S.M.: La prise en compte des critères de durabilité ou ESG peut conduire à différentes situations. Dans certains cas, nous entrons dans un véritable processus d’engagement avec les entreprises, même si elles ne sont pas encore parfaites d’après les critères ESG, afin de les encourager à améliorer certains processus. Dans d’autres cas, si nous ne voyons pas de chances d’amélioration, nous n’investissons pas dans les titres de ces entreprises ou nous les revendons. Nous le faisons lorsque nous pensons que ces sociétés ne vont pas parvenir à prospérer sur le long terme. Ce n’est toutefois pas la majorité des cas.

En général, la prise en compte des critères ESG dans le processus d’investissement incite les entreprises à améliorer le bien-être des animaux, de leur personnel et les encourage aussi à faire preuve de plus de transparence.

Que peut apporter votre participation à un événement tel que Building Bridges et qu’en attendez-vous?

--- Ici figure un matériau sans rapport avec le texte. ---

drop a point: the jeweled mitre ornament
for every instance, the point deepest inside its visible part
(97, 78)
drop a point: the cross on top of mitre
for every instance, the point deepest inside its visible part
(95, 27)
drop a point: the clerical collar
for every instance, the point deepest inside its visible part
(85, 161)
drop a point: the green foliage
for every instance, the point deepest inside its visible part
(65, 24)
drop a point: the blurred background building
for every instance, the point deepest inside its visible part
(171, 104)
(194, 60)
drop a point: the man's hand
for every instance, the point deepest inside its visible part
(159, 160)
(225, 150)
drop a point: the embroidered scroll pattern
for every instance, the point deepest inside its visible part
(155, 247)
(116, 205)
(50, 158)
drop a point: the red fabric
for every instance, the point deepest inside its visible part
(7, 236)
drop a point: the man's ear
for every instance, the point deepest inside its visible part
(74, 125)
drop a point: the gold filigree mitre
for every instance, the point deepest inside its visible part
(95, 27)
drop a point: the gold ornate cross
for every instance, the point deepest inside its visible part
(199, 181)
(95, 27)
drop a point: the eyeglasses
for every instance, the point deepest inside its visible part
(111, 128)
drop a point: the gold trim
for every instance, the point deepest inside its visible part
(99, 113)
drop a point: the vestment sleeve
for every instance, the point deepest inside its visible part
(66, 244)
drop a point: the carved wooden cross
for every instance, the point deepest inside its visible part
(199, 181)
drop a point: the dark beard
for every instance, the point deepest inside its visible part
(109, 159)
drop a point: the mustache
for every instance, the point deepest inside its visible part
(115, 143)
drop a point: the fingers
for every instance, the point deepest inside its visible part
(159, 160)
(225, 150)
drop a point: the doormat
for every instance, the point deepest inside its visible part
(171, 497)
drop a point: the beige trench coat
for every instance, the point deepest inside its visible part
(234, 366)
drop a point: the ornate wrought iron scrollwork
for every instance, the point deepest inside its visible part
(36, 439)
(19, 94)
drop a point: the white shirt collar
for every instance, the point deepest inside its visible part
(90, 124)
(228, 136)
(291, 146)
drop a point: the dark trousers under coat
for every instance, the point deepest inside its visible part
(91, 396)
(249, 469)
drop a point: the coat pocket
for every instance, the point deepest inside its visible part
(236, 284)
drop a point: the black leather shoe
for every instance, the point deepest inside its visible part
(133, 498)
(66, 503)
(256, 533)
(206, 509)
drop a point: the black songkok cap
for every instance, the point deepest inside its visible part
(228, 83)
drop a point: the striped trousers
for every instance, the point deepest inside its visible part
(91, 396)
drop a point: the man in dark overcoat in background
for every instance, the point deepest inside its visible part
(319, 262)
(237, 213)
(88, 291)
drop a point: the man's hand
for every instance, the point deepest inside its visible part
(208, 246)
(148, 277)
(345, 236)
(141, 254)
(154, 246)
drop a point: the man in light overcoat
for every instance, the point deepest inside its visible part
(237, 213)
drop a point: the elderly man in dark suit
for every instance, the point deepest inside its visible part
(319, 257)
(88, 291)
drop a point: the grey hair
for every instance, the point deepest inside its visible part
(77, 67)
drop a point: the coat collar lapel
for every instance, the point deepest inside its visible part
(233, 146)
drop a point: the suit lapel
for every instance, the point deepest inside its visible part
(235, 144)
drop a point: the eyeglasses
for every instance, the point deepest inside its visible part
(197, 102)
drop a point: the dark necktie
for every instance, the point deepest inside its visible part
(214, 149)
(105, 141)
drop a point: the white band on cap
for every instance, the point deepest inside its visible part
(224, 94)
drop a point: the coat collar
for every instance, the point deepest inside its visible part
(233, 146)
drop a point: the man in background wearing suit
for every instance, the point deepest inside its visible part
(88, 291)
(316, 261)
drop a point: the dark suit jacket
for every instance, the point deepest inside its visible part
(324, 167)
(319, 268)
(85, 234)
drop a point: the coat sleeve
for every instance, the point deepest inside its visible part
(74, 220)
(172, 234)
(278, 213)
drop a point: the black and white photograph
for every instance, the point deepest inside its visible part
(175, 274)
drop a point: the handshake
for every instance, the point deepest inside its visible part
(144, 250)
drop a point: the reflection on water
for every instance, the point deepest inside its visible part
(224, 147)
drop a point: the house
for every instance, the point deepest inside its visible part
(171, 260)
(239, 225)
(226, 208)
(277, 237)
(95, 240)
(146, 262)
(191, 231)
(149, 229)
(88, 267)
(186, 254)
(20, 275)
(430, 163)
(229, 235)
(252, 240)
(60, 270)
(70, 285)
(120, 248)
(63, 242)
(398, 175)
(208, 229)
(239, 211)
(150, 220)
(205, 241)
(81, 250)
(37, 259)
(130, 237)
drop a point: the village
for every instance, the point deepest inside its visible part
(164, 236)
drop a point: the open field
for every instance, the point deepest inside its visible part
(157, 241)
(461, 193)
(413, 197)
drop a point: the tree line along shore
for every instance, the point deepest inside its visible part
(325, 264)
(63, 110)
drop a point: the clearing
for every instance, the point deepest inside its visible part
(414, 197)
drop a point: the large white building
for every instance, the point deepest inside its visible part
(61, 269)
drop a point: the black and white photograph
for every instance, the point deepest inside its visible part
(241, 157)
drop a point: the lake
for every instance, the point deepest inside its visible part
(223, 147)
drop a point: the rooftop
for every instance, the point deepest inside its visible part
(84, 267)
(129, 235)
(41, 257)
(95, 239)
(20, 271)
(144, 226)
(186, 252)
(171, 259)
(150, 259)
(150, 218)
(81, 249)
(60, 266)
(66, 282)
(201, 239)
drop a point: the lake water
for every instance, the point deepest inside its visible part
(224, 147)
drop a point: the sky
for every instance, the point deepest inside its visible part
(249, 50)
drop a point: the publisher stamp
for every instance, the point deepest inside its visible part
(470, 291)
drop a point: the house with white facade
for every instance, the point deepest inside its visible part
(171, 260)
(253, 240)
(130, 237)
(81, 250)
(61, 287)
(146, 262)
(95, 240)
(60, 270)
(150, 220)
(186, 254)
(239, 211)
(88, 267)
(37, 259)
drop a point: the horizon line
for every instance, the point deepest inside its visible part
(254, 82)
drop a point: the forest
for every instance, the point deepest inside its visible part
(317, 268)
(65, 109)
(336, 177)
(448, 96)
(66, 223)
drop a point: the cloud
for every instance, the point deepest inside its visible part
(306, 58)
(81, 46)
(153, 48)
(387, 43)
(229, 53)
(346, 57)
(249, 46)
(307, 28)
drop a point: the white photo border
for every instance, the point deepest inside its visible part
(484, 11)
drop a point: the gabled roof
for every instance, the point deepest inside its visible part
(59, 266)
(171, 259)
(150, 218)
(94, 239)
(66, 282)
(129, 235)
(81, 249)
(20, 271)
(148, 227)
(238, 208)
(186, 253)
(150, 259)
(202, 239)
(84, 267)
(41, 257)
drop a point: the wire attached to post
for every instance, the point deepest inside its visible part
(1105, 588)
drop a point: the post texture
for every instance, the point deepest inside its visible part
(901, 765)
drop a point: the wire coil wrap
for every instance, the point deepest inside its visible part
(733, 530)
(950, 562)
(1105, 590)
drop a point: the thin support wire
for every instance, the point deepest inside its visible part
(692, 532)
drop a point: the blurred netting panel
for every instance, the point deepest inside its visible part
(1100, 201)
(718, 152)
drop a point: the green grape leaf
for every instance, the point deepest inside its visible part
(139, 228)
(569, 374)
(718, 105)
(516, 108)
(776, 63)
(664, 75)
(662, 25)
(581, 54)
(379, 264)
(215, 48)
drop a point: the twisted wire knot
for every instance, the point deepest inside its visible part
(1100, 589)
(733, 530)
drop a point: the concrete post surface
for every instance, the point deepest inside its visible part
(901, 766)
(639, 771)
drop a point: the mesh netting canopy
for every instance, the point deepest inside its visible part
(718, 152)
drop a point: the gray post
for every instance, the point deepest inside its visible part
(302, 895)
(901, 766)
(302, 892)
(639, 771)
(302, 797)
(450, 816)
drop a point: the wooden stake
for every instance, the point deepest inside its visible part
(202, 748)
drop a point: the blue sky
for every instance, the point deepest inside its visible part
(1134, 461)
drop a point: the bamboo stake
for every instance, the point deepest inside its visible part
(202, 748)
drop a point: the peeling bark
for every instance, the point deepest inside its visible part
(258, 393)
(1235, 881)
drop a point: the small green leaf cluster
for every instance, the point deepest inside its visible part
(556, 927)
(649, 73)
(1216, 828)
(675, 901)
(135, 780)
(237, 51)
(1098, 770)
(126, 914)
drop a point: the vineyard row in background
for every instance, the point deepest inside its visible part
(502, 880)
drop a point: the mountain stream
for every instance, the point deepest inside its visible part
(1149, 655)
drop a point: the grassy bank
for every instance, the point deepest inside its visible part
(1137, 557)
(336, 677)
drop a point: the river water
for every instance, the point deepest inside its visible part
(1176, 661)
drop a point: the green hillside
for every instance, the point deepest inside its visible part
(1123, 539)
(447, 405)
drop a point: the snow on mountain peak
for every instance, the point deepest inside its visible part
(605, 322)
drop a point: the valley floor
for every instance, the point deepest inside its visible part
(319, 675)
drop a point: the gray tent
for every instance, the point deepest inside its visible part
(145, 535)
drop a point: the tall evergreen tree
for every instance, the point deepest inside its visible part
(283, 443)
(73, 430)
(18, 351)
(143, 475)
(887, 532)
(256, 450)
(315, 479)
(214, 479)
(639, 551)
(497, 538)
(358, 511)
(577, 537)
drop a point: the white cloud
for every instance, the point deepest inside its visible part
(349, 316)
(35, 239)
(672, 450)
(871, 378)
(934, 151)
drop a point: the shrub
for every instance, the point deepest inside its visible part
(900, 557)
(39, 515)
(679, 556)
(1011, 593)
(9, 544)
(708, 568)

S.M.: Un aspect important pour nous, en tant que gérants, serait de pouvoir avoir un meilleur accès et des liens plus étroits avec les chercheurs issus du monde académique. Nous avons besoin d’outils plus précis et de nouveaux indicateurs afin de pouvoir prendre des décisions qui tiennent compte des aspects environnementaux et sociaux de la manière la plus transparente possible mais malheureusement certains des indicateurs dont nous aimerions disposer n’existent pas encore. En réunissant différents acteurs aux compétences diverses, on peut changer les choses et développer de nouvelles idées.

A lire aussi...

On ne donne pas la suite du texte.